Uploading Guide

Supported file types

  • Documents: PDF, DOCX, TXT, MD, HTML, JSON.
  • Folders: drag-and-drop folders are supported; files are traversed and ingested.

Flow

1) Drag/drop files or folders into the Uploads view. 2) Configure chunk size/overlap and choose the embedding model. 3) Optionally enable Qdrant sync to upsert embeddings immediately. 4) Monitor progress and errors inline; processed chunks feed the Embeddings/Vector DB flows.
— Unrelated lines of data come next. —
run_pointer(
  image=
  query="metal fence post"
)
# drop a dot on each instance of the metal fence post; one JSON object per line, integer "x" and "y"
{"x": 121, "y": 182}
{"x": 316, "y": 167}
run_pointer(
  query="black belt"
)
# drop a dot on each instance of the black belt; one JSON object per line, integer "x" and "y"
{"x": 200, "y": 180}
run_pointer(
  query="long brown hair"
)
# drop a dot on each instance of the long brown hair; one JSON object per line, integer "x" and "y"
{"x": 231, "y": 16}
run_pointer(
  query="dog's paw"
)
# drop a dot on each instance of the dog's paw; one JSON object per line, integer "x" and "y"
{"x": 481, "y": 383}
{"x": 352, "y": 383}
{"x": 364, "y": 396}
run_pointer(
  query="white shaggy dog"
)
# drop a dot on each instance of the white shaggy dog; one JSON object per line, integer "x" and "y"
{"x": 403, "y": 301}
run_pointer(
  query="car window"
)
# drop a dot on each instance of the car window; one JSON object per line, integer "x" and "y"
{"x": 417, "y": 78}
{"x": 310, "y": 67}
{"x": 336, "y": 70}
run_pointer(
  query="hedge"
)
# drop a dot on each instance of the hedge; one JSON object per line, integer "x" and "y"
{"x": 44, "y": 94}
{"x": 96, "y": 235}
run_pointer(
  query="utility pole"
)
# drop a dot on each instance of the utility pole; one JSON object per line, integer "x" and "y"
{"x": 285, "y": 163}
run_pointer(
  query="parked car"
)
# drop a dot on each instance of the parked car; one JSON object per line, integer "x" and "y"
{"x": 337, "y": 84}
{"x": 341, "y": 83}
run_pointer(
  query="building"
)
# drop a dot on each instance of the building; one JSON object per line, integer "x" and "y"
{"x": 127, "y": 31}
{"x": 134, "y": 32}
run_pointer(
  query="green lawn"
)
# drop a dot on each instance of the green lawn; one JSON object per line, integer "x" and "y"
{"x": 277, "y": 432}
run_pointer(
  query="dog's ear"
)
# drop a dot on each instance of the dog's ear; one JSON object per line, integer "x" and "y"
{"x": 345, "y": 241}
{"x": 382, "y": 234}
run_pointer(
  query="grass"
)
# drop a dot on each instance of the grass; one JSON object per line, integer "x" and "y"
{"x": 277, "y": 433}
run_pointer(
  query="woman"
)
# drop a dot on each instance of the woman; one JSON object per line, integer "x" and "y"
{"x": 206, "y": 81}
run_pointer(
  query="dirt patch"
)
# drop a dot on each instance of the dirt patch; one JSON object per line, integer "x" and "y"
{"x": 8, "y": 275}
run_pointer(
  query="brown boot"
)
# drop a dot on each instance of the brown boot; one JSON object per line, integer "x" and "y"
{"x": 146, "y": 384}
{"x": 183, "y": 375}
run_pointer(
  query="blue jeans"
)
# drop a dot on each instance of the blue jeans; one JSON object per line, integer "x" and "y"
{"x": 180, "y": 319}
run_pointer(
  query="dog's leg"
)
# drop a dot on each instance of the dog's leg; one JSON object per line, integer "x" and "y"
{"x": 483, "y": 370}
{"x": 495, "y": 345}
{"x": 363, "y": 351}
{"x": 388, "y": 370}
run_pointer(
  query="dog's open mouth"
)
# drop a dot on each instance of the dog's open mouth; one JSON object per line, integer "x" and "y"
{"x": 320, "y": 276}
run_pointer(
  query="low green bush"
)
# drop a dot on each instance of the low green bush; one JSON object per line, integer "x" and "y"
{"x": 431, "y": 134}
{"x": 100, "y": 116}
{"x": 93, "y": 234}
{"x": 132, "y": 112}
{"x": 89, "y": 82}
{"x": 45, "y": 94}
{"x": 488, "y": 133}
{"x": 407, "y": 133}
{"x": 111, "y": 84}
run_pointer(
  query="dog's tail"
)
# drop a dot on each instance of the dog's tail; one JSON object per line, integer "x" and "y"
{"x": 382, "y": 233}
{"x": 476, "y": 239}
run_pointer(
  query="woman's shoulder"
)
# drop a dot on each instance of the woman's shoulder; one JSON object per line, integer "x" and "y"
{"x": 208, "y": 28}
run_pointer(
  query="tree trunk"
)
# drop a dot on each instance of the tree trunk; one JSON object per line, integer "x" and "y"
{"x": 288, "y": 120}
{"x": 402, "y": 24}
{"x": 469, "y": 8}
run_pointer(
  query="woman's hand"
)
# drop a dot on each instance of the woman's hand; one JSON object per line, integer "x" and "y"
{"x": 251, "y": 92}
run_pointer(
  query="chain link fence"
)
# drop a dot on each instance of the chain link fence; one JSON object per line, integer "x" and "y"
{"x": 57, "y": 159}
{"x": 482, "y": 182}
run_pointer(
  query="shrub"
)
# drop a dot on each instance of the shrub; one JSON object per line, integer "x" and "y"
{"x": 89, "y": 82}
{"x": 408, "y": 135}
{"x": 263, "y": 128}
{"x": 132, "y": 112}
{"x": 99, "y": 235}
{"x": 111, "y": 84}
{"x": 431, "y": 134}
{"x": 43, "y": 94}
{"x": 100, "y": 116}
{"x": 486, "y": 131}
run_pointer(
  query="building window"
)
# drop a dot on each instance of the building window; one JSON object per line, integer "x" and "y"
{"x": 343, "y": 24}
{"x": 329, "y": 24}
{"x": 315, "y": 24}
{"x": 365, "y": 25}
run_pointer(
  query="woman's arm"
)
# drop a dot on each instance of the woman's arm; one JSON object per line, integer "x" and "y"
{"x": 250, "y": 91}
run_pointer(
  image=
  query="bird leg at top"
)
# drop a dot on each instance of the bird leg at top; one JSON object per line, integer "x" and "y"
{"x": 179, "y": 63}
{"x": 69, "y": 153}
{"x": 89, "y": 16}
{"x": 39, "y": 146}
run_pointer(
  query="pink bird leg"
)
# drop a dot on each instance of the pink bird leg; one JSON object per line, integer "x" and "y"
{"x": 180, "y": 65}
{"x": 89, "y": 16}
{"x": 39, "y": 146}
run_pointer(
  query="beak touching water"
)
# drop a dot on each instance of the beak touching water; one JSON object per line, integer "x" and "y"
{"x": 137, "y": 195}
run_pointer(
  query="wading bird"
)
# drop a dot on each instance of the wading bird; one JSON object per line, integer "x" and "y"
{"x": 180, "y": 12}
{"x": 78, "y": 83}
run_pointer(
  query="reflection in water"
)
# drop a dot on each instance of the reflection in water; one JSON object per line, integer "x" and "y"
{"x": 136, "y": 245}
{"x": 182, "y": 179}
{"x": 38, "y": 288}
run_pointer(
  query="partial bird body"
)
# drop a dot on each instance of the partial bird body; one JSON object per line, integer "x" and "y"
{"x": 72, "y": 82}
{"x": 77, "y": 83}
Implementation details (reliability)

  • Streaming reads: Files are read via streams where possible to avoid blocking the main thread and to surface progress.
  • Chunking: Text is chunked in a web worker when available; falls back to main thread if workers are unavailable or CSP-blocked.
  • Sanitization: Control characters are stripped and whitespace normalized before embedding to reduce tokenization issues.
  • PDF handling: Uses pdfjs-dist with strict CSP configuration to disable eval.
  • DOCX handling: Uses mammoth for reliable text extraction.
  • Error isolation: Failures on one file do not halt others; per-file progress and errors are reported in the UI.
  • Vector sync: Embedding results can be pushed to Qdrant; dimension hints help avoid mismatches.

Tips for large batches

  • Prefer Chromium-based browsers for better streaming and worker stability.
  • Keep the tab focused during long uploads to prevent background throttling.
  • Start with smaller batches if you see memory pressure, then scale up.

File size limits

  • There are no hard file size limits enforced, as files are processed in chunks regardless of their overall size. That said, keeping individual files to a reasonable size is recommended for optimal performance.